Story Ideas
Jude Wanniski
June 10, 1997

 

Memo To: R.W. Apple, Jr. The New York Times
From: Jude Wanniski
Re: Story Ideas

On May 24th, the NYTimes reported that you have been named Chief Correspondent, a title I already assumed you held de facto. My congratulations to you and to the editors of the Times for giving you this honor and this opportunity. You should now have sufficient standing to do anything you want to do, without worrying as the beat reporters or the columnists do about turf violations or alienation of beat sources. My hope and my recommendation is that you climb as high as you can for perspectives on where our country is today and where we think it might be a generation from now. We have journalists peering as deeply as they can into the next week or the next month, or even hoping to see how considerations of Politics 2000 will effect events next week or next month. Without longer sightlines on a New World Order, I tend to think there is a great deal of wheel-spinning in our public policymaking. There is no architecture in sight or even discussions on the need for architectural designs which we could argue about.
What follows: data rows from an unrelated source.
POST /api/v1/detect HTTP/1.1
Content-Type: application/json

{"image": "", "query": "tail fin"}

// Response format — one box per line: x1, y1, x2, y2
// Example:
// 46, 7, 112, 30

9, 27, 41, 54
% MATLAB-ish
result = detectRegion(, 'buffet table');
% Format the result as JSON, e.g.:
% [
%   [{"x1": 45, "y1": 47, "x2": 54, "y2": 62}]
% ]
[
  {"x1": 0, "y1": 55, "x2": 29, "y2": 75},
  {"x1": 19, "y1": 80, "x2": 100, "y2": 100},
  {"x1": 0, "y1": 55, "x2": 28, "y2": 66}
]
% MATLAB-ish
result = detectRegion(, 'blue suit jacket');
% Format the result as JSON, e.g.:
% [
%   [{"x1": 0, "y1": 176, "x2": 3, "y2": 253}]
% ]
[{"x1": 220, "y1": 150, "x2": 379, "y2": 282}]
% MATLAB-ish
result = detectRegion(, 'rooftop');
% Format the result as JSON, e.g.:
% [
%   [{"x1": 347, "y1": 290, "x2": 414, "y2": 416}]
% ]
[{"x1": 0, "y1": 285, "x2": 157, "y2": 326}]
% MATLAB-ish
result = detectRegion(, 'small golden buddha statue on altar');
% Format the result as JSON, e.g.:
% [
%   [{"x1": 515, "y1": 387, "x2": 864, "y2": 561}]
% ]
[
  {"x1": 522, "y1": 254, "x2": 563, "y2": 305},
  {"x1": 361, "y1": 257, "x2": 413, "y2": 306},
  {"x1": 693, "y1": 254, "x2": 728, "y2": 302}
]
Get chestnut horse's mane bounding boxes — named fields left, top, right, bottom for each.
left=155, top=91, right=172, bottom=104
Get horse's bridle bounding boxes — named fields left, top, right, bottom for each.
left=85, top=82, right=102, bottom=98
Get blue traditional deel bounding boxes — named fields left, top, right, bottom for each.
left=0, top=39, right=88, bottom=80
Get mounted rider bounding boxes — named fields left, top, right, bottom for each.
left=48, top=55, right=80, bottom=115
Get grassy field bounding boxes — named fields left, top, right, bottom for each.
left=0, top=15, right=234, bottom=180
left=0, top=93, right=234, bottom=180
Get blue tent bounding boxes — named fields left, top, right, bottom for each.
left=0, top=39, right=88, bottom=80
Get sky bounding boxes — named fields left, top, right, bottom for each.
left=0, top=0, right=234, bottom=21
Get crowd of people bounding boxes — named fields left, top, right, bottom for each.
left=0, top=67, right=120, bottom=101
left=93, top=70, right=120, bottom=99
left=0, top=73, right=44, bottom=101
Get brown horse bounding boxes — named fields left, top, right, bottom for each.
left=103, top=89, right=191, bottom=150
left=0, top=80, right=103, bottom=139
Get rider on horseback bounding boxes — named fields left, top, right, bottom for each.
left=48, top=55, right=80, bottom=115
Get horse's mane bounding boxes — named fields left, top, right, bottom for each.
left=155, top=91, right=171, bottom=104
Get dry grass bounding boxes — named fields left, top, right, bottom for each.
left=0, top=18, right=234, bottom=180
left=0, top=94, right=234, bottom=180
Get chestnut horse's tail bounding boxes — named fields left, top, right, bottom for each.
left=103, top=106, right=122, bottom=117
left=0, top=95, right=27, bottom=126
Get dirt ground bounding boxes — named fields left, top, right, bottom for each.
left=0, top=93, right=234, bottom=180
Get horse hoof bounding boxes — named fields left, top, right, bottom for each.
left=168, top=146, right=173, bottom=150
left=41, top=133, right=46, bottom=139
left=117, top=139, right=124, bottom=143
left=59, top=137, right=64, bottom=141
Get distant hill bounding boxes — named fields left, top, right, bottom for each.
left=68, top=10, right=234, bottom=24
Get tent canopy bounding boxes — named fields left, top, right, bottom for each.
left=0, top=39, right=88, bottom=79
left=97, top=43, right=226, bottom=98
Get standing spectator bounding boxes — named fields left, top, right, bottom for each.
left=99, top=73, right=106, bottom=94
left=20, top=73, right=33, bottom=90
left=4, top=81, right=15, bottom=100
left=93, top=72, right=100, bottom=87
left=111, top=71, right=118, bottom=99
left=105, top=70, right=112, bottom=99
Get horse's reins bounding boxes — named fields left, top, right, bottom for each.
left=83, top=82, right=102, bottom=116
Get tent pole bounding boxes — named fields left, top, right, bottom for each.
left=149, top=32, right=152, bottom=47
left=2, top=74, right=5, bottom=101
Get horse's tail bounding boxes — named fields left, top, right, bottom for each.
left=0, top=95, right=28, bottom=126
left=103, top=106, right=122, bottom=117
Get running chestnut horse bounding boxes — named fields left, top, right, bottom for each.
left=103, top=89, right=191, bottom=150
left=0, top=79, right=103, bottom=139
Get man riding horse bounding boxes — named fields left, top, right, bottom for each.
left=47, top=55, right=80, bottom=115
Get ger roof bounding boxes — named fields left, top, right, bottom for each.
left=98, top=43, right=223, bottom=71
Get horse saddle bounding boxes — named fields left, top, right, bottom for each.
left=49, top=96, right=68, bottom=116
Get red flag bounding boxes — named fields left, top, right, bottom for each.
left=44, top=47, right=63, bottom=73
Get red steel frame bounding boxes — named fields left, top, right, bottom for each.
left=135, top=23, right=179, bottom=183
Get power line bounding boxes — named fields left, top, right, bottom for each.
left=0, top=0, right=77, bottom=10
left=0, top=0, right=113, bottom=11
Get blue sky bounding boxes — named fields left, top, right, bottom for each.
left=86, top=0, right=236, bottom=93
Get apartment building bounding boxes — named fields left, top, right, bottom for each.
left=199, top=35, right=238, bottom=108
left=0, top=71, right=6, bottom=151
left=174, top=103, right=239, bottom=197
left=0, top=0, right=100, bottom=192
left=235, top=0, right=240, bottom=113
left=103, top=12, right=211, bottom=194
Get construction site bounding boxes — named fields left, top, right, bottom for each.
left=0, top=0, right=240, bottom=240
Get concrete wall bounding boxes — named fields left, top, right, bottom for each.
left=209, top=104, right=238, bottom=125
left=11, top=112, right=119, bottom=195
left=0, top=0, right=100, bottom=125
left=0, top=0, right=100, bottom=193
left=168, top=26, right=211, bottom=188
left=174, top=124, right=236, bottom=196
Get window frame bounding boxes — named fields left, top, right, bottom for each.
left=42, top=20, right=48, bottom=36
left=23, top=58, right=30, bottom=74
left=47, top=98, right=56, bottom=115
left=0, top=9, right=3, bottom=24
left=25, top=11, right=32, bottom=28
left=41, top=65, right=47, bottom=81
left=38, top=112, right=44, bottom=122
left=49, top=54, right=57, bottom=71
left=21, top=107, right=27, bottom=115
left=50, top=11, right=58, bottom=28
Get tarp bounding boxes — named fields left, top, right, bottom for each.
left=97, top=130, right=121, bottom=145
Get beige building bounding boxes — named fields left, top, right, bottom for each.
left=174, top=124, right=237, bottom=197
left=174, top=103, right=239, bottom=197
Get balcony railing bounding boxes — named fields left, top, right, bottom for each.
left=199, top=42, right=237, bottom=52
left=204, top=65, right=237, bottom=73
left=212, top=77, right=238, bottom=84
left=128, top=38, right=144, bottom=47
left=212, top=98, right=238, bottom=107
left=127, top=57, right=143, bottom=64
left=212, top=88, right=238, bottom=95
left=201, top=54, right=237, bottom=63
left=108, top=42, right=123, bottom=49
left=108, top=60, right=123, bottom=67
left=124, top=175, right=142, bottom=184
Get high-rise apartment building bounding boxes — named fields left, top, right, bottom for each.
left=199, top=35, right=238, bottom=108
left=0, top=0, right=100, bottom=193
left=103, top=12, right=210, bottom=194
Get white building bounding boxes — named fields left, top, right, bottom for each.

It is all ad hoc, as for example Gephardt positioning himself to the left of Gore on MFN and NAFTA, with no serious discussion on where it all might lead or where it should lead. It was nice to see a little piece by Nicholas Kristof on why we shouldn't give up on Africa, but without any imperatives to an American imperium, there will be no traction on Africa.

At home, there has been no attempt at the Times, or anywhere else, to get our society in focus as we drift into a new millennium and its new world order. Pat Buchanan and Ross Perot and Louis Farrakhan reflect the anxieties of those fractions of our society who are not brave enough to face this brave new world. Instead of dismissing them as belly-achers and anti-Semites, they should be understood as representing concerns that are not being addressed. What doth it profit Bill Gates if he gains the world but loses the soul of America? I'm afraid we are outrunning our supply lines in this global conquest, happy enough to make sufficient megabucks to build more prisons to take care of the malcontents being left behind. In his Monday column, "Breaking China," Tom Friedman is frustrated at the strange coalition that is hellbent on going to war with China over human rights, to get our minds off our human problems at home. He thinks American businessmen have to shoulder the burden of beating up Beijing to get them to be better people, and well, okay. But businessmen are really not good for much else than doing business, except for the occasional citizen/diplomat like Perot. All that Beltway energy being assembled to provoke China into mindless adversarial relationship has to be redirected, and maybe the Chief Correspondent of the Times can suggest some roadmaps.

Does it ever cause you to wonder why the issue of capital gains taxation is so contentious? Or have you figured it out? Do you know why Alan Greenspan says its elimination will cause so much growth that federal revenues will increase, and why Bob Rubin says it will cause no economic growth, and revenues will diminish? It's not easy for the Treasury correspondent or the Fed correspondent to get their arms around this, even if they are as good as David Sanger or Rick Stevenson. The answer, though, is central to the path we take toward one kind of capitalism, or the other. Maybe the Chief Correspondent for the NYT will become interested in knowing for sure what this is all about. I hope so.